The Global Challenges Foundation, the Swedish group that assesses catastrophic risks, made the relevant warning in its annual report.
He says that the threat of using nuclear weapons is the greatest since 1945 when the USA destroyed Hiroshima and Nagasaki.
Simply put, the experts who operate the so-called “Doomsday clock” say that our planet is closer than ever to a nuclear war.
Entering 2022, few would have expected US President Biden to be talking about nuclear destruction, following Russia’s nuclear threats to Ukraine.
At the same time, in 2022, missile tests were permanent in Asia – Kim Jong-un’s drills cause continuous disruption to neighbors, as North Korea is also a nuclear power. U.S. intelligence agencies believe North Korea is ready for a seventh nuclear test.
Meanwhile, Biden has effectively declared dead a deal on Iran’s disputed nuclear project, and tensions between India and Pakistan have remained at low point.
UN Secretary-General Antonio Guterres warned that the planet is “on an avenue to climate hell with our foot on the gas” with last year’s severe flooding in Pakistan, an unprecedented 70-day heatwave in China and the crops failing to bear fruit in the Horn of Africa.
The report by the Global Challenges Foundation warned that a full nuclear weapons exchange, in addition to causing massive loss of life, would cause clouds of dust that would shade the sun, reduce the ability to produce food and usher in “a period of chaos and violence, which the most of the surviving world population would starve to death.”
While a Russian nuclear strike would likely involve small “tactical” nukes, experts fear a rapid escalation if the United States responds.
“Then we’re in a completely different game,” said Benedict, senior adviser to the Bulletin of the Atomic Scientists, which in January will reveal its latest assessment of the “doomsday clock” set at 100 seconds to midnight from 2021.
The 75 years old risk assessment mechanism
The Doomsday Clock, this mechanism for assessing the risks facing humanity was created 75 years ago and is maintained to this day.
It is a warning mechanism intended to warn Humanity that something is very wrong and needs to be fixed. But nothing is fixed and Humanity continues unbroken until “zero hour” (12 o’clock is simultaneously zero hour).

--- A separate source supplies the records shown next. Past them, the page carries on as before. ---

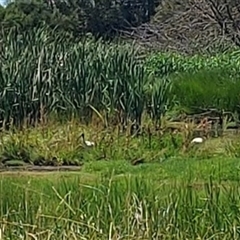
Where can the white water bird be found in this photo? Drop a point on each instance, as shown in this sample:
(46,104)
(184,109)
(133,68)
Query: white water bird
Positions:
(198,140)
(86,142)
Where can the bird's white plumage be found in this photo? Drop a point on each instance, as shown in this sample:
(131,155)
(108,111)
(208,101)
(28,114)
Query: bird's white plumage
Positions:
(197,140)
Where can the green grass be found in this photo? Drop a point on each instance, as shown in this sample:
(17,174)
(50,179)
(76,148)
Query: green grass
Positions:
(172,200)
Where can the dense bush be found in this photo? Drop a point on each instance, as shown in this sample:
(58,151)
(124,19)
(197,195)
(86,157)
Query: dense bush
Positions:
(101,18)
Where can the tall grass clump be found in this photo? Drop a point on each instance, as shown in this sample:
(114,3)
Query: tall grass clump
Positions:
(207,89)
(165,64)
(44,72)
(127,208)
(200,81)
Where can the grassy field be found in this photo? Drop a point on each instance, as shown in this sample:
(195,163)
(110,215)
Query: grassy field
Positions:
(170,194)
(143,179)
(180,199)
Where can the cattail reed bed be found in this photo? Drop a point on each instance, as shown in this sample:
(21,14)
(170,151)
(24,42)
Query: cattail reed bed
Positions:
(117,208)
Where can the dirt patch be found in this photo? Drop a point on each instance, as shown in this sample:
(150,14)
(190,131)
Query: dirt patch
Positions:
(40,169)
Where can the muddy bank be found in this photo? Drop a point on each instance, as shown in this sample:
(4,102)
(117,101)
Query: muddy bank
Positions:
(40,168)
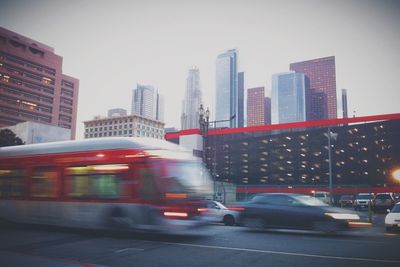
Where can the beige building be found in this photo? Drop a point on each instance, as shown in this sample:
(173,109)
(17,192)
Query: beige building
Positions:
(128,126)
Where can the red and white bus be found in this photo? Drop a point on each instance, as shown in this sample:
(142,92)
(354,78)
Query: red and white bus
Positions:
(131,183)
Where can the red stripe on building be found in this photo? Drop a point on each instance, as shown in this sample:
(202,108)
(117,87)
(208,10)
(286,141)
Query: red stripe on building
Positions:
(283,126)
(309,190)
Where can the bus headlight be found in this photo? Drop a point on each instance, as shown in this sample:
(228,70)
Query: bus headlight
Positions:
(343,216)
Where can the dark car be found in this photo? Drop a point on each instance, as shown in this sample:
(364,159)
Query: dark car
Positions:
(295,211)
(346,200)
(382,202)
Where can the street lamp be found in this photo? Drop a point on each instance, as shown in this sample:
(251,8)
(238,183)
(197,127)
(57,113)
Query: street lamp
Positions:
(396,175)
(204,122)
(330,135)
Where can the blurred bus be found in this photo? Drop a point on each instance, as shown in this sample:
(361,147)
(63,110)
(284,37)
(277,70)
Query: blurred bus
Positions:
(112,183)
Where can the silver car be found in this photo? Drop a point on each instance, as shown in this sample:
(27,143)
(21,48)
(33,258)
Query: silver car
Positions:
(216,212)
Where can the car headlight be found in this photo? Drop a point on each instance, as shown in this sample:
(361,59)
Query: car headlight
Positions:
(343,216)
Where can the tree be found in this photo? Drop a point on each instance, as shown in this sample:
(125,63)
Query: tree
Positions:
(9,138)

This year was the third year in a row that the hands of the clock showed just 100 seconds before midnight, meaning our planet is much closer to annihilation than it was during the Cold War.
The “Doomsday Clock” was created by the board of the Bulletin of the Atomic Scientists in 1947 as a scientific response to the nuclear threat looming over the globe.
Its basic idea is simple: the closer the minute hand gets to midnight, the closer the panel of sages believe the world is to doom.
In 1991 it was, for example, 17 minutes before midnight, while in 1953 we were just 2 minutes away.
According to the Bulletin, the Clock is not an indicator of the ups and downs of the global struggle for power and authority, as what it actually does is reflect the fundamental changes in the levels of danger facing humanity in our nuclear age.
The “Apocalypse Clock” has certainly not been immune to the criticism that has been leveled against it and many have succeeded against the reversals of its indicators. But also in the very possibility of destruction and its calculation methods.
A 1.4% annual probability of a nuclear incident, for example, might seem a fairly accurate number, but the estimate is based on a list of possible factors and loose correlations, the Clock’s fanatics claim.
It is of course important to keep in mind that the clock does not aim for absolute accuracy. It is a symbolic structure for the levels of danger humanity faces in nuclear primarily terms and, as the scientists say, the purpose behind its operation is “to inform the public about threats to the survival and development of humanity”.
The Bulletin takes many factors into account in setting its Clock indicators: nuclear threats, climate change, bio-security and bio-terrorism indicators, even cyber-warfare incidents and developments in artificial intelligence. That’s why the pointers are constantly “jumping” and moving away from or approaching midnight.
In 1947, for example, we were 7 minutes from midnight because of the high risk of a nuclear conflict. In 1949 the hands locked at 3 minutes, when the Soviet Union tested its first atomic bomb.
In 1952 the markers touched the historic two minutes from midnight, when the US created the hydrogen bomb.
In 1963, when nuclear testing in the atmosphere ended, the Clock went to 12 minutes, but fell to 3 minutes in 1984, when the Cold War reached new year-long highs.
When Cold War polarization ended in 1991 with the collapse of the USSR, the world was relieved. So did the Doom Clock which went to 17 minutes from the end.
In 2015, however, it fell to 3 minutes before midnight, due to the modernization of the nuclear arsenal and the excess of nuclear weapons.
In 2016 the clock remained stable at 3 minutes as the dangers threatening the universe continued to be many: terrorism, nuclear threats and cyberwar while in 2022 it stopped at 100 seconds.